Global grains merchant Archer-Daniels-Midland Co beat Wall Street expectations for third-quarter profit on good ethanol and sweetener margins and strong Brazilian crop exports, though results were lower year-on-year.
Chicago-based ADM said it was raising its full-year earnings outlook after a strong first three quarters of the year and a favourable market environment.
ADM has capitalised on good demand for food, animal feed and biofuel, while record-large corn and soybean harvests in Brazil have offset reduced supplies from drought-hit Argentina and war-torn Ukraine.

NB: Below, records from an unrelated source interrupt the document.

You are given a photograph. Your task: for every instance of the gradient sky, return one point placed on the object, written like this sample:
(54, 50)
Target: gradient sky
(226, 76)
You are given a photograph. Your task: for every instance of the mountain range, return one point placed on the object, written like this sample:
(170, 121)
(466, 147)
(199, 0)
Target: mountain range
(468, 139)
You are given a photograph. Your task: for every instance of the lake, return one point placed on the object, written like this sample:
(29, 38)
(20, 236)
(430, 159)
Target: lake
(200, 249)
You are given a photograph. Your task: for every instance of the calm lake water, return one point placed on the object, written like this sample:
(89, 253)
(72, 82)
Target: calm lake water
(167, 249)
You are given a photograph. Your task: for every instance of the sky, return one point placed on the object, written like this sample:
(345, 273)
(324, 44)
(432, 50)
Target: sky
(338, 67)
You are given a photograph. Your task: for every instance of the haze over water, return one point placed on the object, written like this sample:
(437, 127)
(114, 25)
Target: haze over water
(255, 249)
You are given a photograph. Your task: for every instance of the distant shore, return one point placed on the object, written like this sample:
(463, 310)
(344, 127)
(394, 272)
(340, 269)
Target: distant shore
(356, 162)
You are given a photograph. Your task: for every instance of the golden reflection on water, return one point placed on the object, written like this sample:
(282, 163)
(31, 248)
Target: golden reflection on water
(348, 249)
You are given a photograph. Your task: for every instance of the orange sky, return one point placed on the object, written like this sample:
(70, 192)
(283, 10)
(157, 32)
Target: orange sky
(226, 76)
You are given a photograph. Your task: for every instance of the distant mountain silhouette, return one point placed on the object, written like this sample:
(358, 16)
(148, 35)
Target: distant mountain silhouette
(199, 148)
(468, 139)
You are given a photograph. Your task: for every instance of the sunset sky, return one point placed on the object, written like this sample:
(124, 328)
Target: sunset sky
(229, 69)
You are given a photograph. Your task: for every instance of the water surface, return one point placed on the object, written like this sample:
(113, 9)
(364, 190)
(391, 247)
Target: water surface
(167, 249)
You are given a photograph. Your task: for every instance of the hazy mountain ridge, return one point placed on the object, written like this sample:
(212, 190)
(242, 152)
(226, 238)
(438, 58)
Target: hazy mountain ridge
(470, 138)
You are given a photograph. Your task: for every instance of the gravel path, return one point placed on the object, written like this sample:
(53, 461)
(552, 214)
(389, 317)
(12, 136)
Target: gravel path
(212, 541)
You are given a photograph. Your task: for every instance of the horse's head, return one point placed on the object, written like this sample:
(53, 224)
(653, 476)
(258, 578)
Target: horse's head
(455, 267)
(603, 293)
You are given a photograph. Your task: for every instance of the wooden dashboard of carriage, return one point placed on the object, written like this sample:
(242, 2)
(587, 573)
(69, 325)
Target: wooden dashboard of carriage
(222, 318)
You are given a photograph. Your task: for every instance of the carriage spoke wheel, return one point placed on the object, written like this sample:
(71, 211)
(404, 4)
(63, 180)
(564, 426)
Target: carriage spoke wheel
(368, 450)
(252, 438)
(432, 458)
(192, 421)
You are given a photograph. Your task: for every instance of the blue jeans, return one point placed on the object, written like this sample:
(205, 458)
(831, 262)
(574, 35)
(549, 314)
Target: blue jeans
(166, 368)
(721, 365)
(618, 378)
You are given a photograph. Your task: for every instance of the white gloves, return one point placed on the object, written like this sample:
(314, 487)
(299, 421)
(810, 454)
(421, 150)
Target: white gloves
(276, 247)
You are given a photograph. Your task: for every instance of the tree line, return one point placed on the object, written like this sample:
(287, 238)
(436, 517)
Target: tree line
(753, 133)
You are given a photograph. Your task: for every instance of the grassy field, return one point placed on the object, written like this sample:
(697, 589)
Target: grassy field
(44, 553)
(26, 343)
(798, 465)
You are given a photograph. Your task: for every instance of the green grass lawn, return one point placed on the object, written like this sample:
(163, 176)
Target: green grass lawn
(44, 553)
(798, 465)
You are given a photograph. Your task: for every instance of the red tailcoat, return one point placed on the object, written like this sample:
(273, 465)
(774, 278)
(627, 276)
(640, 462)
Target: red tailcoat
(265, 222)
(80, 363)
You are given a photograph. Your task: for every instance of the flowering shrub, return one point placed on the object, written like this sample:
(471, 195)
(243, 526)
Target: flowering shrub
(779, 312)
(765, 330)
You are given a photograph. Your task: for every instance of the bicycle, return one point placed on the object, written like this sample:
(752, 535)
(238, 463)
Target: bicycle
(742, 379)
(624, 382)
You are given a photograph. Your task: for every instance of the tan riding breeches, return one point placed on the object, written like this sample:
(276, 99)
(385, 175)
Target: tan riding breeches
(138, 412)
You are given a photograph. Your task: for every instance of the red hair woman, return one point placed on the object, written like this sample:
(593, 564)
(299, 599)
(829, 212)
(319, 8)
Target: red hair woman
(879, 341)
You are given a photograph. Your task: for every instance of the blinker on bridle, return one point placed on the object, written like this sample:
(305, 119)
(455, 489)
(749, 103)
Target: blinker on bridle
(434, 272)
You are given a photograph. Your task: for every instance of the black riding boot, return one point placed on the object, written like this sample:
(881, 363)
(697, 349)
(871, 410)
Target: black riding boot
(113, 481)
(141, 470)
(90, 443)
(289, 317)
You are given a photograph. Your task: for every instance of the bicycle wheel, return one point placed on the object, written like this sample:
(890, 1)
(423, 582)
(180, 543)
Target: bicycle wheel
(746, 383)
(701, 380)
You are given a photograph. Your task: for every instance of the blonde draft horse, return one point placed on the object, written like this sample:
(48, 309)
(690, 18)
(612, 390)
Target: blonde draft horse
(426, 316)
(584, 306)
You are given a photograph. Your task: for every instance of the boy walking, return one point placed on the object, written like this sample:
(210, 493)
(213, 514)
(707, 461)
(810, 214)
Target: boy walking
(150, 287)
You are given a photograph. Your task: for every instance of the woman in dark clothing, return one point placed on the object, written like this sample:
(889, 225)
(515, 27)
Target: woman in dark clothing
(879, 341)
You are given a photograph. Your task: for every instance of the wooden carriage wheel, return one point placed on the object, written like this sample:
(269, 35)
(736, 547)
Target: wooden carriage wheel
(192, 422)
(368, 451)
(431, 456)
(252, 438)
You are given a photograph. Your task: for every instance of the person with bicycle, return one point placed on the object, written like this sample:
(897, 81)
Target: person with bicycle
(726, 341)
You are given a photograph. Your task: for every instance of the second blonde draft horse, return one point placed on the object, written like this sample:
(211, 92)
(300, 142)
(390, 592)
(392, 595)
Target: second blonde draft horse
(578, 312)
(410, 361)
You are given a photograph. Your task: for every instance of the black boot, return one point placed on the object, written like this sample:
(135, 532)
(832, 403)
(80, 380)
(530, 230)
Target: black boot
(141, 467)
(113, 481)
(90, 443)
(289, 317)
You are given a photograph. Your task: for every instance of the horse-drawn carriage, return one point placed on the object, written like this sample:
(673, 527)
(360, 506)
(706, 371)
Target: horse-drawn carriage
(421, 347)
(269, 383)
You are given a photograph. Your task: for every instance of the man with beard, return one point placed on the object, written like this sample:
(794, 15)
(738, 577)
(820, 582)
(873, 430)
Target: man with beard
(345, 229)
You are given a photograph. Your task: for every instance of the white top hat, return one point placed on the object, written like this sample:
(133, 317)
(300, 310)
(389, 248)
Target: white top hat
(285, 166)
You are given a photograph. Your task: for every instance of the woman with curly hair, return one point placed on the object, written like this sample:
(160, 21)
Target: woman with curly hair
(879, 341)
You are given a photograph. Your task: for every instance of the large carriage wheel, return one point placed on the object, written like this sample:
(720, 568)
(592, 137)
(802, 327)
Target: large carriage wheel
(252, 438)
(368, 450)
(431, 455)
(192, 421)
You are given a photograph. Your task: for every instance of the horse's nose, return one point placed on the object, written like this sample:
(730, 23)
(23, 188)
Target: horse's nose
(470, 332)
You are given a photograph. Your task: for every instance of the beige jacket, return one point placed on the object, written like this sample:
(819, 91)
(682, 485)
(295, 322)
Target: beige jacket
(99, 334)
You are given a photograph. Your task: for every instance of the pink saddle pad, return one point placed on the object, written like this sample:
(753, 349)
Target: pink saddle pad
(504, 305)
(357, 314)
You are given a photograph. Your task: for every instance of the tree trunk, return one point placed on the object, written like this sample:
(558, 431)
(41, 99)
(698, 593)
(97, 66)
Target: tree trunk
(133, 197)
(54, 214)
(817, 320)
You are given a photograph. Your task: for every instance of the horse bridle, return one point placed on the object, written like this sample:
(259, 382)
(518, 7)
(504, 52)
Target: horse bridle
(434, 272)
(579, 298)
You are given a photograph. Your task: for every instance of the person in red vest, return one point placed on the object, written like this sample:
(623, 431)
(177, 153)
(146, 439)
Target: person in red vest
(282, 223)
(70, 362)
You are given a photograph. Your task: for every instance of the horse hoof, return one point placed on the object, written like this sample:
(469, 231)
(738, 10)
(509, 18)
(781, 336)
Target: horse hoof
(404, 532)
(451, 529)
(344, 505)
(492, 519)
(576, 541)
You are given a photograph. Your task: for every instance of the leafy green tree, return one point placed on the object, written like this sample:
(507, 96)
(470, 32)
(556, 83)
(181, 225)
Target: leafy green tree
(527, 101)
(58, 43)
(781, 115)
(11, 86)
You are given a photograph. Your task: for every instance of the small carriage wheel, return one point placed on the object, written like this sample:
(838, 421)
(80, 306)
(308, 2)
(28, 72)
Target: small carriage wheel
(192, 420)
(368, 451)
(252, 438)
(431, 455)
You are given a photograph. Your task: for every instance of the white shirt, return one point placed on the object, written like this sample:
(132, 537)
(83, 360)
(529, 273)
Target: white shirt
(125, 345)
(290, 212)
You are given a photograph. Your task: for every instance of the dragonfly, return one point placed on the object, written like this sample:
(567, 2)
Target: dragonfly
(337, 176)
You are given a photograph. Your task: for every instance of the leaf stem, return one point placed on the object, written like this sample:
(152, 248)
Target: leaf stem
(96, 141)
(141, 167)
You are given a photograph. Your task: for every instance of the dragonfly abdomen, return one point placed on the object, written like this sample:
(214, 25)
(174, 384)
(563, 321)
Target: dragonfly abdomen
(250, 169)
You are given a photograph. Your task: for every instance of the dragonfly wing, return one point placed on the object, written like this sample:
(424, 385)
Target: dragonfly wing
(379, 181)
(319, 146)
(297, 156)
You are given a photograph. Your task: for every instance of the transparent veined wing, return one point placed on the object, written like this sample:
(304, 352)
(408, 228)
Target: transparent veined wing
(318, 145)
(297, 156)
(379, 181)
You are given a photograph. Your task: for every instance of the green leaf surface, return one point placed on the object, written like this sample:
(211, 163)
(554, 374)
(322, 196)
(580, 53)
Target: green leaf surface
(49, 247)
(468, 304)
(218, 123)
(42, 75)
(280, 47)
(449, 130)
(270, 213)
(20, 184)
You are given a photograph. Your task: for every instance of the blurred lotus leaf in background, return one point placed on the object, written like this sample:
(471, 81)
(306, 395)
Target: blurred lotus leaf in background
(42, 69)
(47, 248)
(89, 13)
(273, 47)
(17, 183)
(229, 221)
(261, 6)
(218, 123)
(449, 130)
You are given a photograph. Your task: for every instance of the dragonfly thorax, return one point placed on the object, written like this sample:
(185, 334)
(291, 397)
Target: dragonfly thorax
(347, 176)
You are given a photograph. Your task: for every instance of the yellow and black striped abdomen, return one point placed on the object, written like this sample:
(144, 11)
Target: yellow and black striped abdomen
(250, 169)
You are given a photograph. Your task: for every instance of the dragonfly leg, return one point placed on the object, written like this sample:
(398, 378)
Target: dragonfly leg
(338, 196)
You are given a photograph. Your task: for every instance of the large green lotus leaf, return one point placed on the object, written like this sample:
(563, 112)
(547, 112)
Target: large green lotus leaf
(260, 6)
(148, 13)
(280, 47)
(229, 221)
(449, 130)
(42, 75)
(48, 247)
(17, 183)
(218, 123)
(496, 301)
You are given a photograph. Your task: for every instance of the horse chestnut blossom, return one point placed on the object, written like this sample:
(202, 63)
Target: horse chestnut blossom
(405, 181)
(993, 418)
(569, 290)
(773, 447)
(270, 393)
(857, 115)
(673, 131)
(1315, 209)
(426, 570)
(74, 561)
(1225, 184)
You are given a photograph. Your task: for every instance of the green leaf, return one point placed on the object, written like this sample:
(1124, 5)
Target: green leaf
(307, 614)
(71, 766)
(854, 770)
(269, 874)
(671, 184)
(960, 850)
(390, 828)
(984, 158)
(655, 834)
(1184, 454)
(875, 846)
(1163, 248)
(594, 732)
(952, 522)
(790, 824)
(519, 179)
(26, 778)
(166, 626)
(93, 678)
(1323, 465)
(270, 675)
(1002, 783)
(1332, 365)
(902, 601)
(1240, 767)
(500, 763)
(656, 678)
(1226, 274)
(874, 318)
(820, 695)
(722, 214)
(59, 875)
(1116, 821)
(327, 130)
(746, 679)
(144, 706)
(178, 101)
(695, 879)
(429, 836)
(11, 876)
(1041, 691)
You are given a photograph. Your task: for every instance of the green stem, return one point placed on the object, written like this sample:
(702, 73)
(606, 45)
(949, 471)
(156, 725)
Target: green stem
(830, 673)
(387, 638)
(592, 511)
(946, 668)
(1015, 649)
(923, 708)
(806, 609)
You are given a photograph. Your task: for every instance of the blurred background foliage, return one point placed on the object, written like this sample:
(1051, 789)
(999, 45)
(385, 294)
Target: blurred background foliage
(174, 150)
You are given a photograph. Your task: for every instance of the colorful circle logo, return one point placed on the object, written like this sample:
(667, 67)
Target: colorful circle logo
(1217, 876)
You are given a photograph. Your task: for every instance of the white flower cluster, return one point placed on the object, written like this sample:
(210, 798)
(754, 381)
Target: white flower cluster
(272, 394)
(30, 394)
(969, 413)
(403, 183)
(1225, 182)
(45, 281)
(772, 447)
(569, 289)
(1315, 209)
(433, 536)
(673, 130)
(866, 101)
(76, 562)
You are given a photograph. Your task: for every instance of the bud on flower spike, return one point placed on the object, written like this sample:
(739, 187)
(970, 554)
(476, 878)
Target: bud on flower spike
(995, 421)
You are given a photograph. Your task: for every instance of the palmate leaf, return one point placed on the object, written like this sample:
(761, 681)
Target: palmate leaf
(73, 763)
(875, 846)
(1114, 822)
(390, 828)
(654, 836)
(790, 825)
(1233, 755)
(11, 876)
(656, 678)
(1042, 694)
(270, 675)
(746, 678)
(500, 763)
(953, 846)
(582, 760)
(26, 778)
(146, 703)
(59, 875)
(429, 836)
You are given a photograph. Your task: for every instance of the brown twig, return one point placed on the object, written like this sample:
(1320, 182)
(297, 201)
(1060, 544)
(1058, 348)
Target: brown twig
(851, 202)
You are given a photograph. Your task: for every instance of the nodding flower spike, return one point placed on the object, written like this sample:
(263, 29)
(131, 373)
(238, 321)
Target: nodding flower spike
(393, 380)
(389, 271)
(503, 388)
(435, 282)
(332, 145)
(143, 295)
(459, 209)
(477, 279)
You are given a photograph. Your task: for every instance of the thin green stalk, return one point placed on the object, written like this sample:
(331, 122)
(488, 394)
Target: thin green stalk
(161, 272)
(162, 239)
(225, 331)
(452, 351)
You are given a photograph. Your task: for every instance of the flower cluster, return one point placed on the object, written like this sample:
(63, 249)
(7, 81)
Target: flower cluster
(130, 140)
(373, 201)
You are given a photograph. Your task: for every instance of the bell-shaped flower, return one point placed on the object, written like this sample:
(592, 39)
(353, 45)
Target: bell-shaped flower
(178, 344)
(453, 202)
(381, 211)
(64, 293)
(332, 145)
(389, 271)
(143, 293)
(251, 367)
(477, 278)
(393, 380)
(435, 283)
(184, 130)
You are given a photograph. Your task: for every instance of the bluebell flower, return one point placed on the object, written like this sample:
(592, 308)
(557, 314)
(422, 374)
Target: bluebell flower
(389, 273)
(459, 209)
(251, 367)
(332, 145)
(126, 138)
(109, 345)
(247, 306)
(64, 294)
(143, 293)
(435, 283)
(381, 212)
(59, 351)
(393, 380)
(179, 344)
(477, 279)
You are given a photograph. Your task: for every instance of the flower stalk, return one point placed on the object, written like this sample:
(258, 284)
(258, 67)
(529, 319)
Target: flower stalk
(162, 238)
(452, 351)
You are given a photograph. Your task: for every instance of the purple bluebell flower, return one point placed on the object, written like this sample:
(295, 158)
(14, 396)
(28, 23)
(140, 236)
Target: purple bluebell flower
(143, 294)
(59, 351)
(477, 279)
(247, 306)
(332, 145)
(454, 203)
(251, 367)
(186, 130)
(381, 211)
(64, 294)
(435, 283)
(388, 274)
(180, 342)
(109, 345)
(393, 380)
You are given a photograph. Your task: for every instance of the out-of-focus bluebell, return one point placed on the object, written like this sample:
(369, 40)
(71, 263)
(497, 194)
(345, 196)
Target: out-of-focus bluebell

The company makes money by processing, trading and shipping crops around the world, often thriving when crises such as war or drought trigger shortages.
The company posted an adjusted profit of $1.63 per share for the three months ended 30 September, above analysts' average estimate of $1.52 per share but short of the $1.86 per share posted in last year's strong third quarter, according to LSEG data.
ADM's Ag Services and Oilseeds unit, its largest in terms of revenue, posted a 21% drop in operating profit as a surge in South American crop exports dented demand for supplies from the United States, home to the bulk of the company's operations.
Lower year-on-year oilseed crushing results also dragged on profit.
Sharply lower results at Singapore-listed agribusiness Wilmar International pressured ADM's oilseeds sub-segment. ADM owns a 22.5% equity stake in Wilmar, and is a joint venture partner with Wilmar in vegoils producer Olenex.
Robust ethanol, sweetener and starches margins propelled ADM's Carbohydrate Solutions segment, which reported a 49% jump in operating profit.
ADM's Nutrition segment posted lower results on weak demand for meat protein alternatives and unplanned downtime at a large soy processing facility following an accident in September.